In 2014, the Santa Barbara Sheriff’s Office carried out 10 eradications that destroyed 47,000 plants in 18 separate gardens; an additional 18,000 plants were found either already harvested or dead from drought. The estimated street value of the live plants was $131 million. The raids are coordinated with a host of other law-enforcement agencies, and, recently, Fish and Wildlife has gotten more involved and created Marijuana Eradication Teams (METs). Funding for the operations often comes from the national Campaign Against Marijuana Planting (CAMP) program. Cost figures were not immediately available.

Kevin Cooper, a Forest Service biologist on-hand for the Happy Canyon tour, said the detrimental impacts of grow sites on the environment and its wildlife can’t be understated. He pointed to risks to endangered species and the diversion of precious water during the drought. Animals that like to nibble on young cannabis shoots are often killed and sometimes eaten. “It’s a shame,” he said. [It’s] irritating and disappointing.”

Forest Service biologist Kevin Cooper talks about the impacts of cannabis fields on the environment
Paul Wellman

Cooper also said that the public land plagued by toxins, clear-cutting, and erosive landscaping can take many years to return to their previous pristine states, and sometimes they never do. Officials also often note that the sites are fire hazards. The 2009 La Brea Fire, which burned more than 90,000 acres in North Santa Barbara County, was blamed on a cooking fire at a grow camp.
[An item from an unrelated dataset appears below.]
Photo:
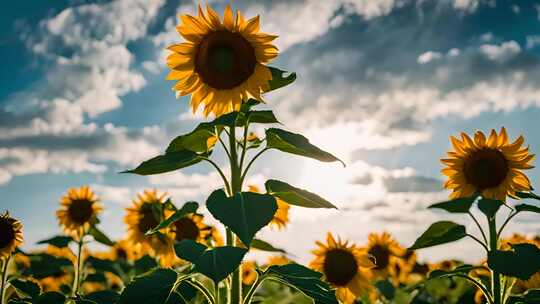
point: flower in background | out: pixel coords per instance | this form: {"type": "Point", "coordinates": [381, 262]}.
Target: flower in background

The cannabis gardens that dot the Los Padres are often the work of Mexican drug cartels, the Sheriff’s Office has said, and their presence has increased in recent years. “The public can assist law enforcement by immediately reporting suspicious activity on forest land, such as individuals carrying irrigation tubing, gardening supplies, or large amounts of packaged food,” said Sheriff’s spokesperson Kelly Hoover in a press release. “If you see someone who seems out of place and may be involved in illegal marijuana grows, do not make contact with them as they may be violent.”